Prediction of nonlinear dynamic responses and generation of seismic fragility curves for steel moment frames using boosting machine learning techniques

•Four boosting machine learning (ML) models were developed to predict the seismic responses of steel moment frames.•The maximum global and interstory drift ratios, base shear coefficient, and maximum floor acceleration were predicted.•1,848 steel moment frames were analyzed under 50 earthquake records to generate an inclusive dataset.•Fragility curves were estimated using the IDA responses predicted by the LightGBM models.•The LightGBM and CatBoost models achieved the best predictive performance compared to the other models.
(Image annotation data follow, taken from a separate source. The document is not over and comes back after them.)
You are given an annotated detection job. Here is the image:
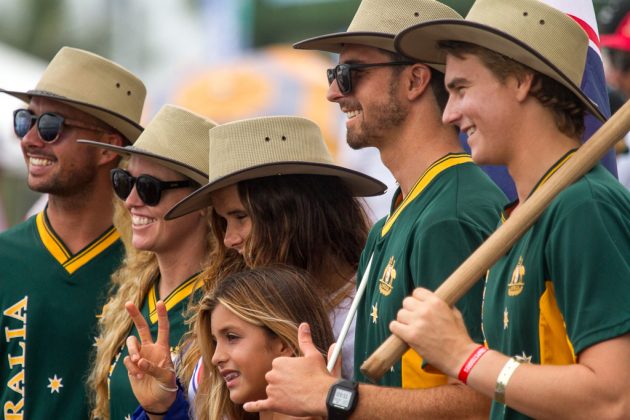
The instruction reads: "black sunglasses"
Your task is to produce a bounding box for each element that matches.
[13,109,107,143]
[111,168,193,206]
[326,61,413,95]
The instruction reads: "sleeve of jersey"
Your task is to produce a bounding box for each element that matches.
[545,200,630,355]
[410,219,484,343]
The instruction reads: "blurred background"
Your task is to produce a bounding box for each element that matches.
[0,0,628,230]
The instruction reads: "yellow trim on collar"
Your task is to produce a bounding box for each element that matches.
[148,273,203,324]
[35,211,120,274]
[381,153,472,237]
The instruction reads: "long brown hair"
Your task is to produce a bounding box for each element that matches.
[179,174,369,394]
[194,266,334,420]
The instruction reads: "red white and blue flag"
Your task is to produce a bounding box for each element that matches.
[542,0,617,175]
[476,0,617,200]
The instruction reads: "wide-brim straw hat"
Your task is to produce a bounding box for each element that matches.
[293,0,463,67]
[395,0,606,121]
[0,47,147,143]
[78,105,216,185]
[165,116,387,220]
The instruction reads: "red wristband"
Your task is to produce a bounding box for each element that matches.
[457,345,488,383]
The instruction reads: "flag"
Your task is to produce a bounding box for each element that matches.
[460,0,617,201]
[542,0,617,176]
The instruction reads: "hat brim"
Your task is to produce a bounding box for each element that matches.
[77,140,208,185]
[0,89,143,143]
[293,32,445,73]
[600,34,630,52]
[394,20,606,121]
[164,162,387,220]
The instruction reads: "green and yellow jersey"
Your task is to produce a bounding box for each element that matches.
[0,211,123,420]
[483,155,630,419]
[354,154,507,388]
[108,274,203,420]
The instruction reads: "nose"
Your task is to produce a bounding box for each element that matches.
[326,80,343,102]
[211,340,227,366]
[223,222,243,250]
[442,96,461,125]
[125,185,144,210]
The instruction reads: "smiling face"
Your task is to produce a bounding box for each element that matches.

The main objective of this paper is to develop machine learning (ML) models for predicting the seismic responses of steel moment frames. For this purpose, four boosting ML techniques-gradient boosting, XGBoost, LightGBM, and CatBoost-were developed in Python. To create an inclusive dataset, 92,400 nonlinear time-history analyses were performed on 1,848 steel moment frames under 50 earthquakes using OpenSeesPy. Geometric configurations, structural properties, and ground motion intensity measures were considered as the inputs for the models. The outputs included maximum global drift ratio (MGDR), maximum interstory drift ratio (MIDR), base shear coefficient (BSC), and maximum floor acceleration (MFA). The study also investigated the effectiveness of the ML models in estimating fragility curves for an 8-story steel frame at different performance levels. Finally, a web application was developed to facilitate the estimation of the peak dynamic responses for steel moment frames. The results show that the LightGBM and CatBoost models demonstrate superior predictive performance, with coefficient of determinations (R2) higher than 0.925. Furthermore, the LightGBM models can estimate the fragility curves with minimal errors (e.g., the relative errors in the median values of the predicted curves are less than 10%).